Actually, however, we think that the doings in the Greek debt market yesterday win the prize for lunacy of the week. We are referring to the fact that you too can now pay good money for the privilege of loaning your capital to the profligate government in Athens, meaning that the poster boy for fiscal incontinence has now been admitted to the Subzero Club.

In commenting on this absurd development, at least one financial talking head didn’t mince any words. A London-based “rates strategist” named, Peter Chatwell, had nothing but praise for negative interest rates—-now that the once and current fiscal and economic basket case, Greece, has been admitted to the Club:

“Greece issuing negative-yielding bills is more evidence of the positive effect that negative interest rates and QE has on debt sustainability for governments,” said Peter Chatwell, head of European rates strategy at Mizuho International Plc in London. “Side effects are large for banks and investors, but for the governments there are very significant benefits.”

Of course, you can ask what kind of “strategist”—of rates or otherwise—can’t see the end is near when a quasi-bankrupt country is getting paid to borrow even more money?

Chatwell and his ilk are obviously of Citibank’s Chuck Prince school, who famously advised right before the 2008 meltdown that his people needed to keeping dancing until the music stops.

And for want of doubt, Greece is, was and will remain nearly bankrupt. In the several years in which it has been mostly out of the financial headlines, it has not pulled off a miracle of fiscal rebirth in the slightest.

In fact, it 2018 it’s government debt-to-GDP ratio of 181% posted still another record high.

Greek Government Debt To GDP, 2000-2018

Greece Government Debt to GDP

In modern times, no government can “grow” its way out of debt because debt burdens are way too high to begin with and growth prospects are feeble at best owing to the spending, tax, regulatory and monetary depredations of the state in nearly every jurisdiction on the planet.

But Greece is surely the poster boy for that truth. Its numbers are so impossible that the real issue is how soon will it default when the next recession hits the European economy. And said recession is surely just around the corner, given that Europe’s German engine is down for the count, and the dirigisme-riddled, lugubrious economy of France is also experiencing rapidly sinking industrial production.

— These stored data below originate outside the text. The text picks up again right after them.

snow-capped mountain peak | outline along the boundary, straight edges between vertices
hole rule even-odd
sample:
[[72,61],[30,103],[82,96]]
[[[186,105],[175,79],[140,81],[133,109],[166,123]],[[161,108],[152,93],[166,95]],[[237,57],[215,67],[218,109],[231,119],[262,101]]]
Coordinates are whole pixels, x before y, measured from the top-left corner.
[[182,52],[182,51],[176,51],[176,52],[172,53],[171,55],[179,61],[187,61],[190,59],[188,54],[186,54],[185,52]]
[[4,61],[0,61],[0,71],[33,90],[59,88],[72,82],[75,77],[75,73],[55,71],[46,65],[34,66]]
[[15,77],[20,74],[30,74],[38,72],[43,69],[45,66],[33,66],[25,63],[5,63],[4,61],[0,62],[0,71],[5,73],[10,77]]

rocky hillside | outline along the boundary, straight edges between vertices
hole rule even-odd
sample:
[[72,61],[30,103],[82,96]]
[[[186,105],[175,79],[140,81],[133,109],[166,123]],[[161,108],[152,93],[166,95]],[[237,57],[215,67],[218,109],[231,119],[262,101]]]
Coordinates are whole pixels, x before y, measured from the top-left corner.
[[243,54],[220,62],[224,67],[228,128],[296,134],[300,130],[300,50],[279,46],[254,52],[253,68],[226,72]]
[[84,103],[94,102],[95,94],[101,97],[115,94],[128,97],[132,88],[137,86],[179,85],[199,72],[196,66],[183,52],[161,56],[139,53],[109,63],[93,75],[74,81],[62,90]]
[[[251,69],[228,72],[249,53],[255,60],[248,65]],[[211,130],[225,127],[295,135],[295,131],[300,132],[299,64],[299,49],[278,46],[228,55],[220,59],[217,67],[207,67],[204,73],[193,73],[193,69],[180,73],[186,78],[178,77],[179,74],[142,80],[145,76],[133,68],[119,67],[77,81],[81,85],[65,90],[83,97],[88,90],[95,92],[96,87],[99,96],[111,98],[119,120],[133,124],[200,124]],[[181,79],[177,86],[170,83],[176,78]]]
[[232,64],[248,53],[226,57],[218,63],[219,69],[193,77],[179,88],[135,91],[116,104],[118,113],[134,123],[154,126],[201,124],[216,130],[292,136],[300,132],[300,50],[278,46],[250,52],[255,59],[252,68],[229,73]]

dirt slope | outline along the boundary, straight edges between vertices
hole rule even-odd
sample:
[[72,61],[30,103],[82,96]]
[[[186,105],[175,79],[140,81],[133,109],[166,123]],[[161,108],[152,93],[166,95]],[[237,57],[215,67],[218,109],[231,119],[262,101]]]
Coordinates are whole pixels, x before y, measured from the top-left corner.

Indeed, the relevant data with respect to Greece is the absolute collapse of its standard of living after the 2012 crisis. As conveyed by the chart below, the brutal 25% reduction in real per capita GDP between 2007 and 2013 has not been reversed or cured at all. At a mere $23,558 in 2018, it was actually just 1% higher than the level reached way back at the turn of the century.

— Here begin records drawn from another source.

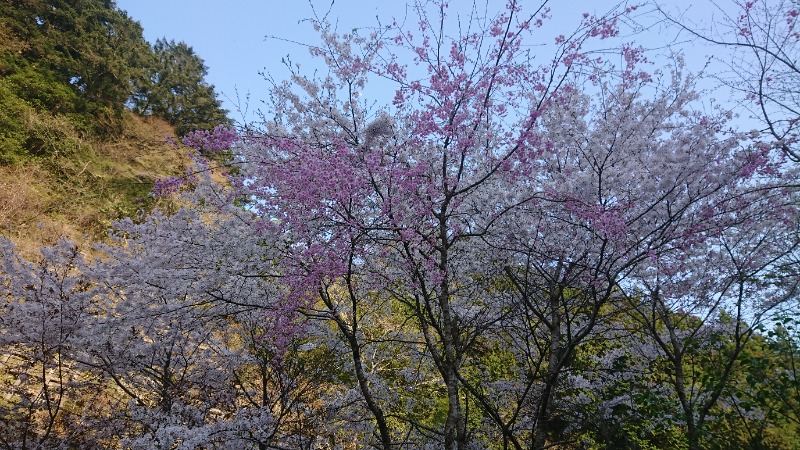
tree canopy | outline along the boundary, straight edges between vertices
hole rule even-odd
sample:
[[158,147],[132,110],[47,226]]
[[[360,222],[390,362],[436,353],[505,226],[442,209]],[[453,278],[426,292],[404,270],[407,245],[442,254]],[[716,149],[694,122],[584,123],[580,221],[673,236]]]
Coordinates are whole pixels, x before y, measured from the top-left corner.
[[214,87],[205,82],[203,60],[191,47],[159,39],[153,53],[155,62],[134,95],[134,111],[167,119],[179,135],[230,123]]
[[0,36],[6,163],[46,151],[23,120],[26,111],[90,135],[118,135],[129,106],[168,120],[181,134],[229,123],[191,48],[166,41],[151,47],[141,25],[113,1],[4,1]]

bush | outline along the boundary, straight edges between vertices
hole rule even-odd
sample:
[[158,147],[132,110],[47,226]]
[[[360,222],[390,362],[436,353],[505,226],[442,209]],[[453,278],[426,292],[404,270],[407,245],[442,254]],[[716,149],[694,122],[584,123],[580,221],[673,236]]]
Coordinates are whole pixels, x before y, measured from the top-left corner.
[[17,165],[30,156],[24,122],[30,114],[30,105],[14,94],[6,80],[0,80],[0,164]]

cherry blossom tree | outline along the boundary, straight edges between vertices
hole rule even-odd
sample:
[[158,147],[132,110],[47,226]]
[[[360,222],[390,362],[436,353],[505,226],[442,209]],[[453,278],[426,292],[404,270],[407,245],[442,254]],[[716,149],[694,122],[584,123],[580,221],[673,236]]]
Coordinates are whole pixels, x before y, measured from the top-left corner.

What this means, of course, is that the aging and impoverished Greek population does not consist of happy campers. It’s politics are therefore utterly unpredictable, as the last decade has already demonstrated, but the probability of  Greece lurching toward some new demagogue calling for repudiation of debts in order to restore Welfare State benefits and reduce the current, crushing EU-imposed tax burdens is exceedingly high.

So there is no other way to explain Greece borrowing in the bills market at negative rates or even selling 10-year debt at 1.50%, which is below even the UST 10-year benchmark. What happened this week is simply this: The modern-day Chuck Prince’s who inhabit the rates world and bond pits elected to keep on dancing to the tune of an outright absurdity.

Nevertheless, you might wonder how long the Greek people will keep on dancing to the tune of meager economics and ultra high taxes. As to the former, it’s hard to imagine anything worse than the country’s index of retail trade. It’s still down 43% from the 2008 high, but, more importantly, has relapsed all the way back to levels first crossed 47 years ago in February 1972.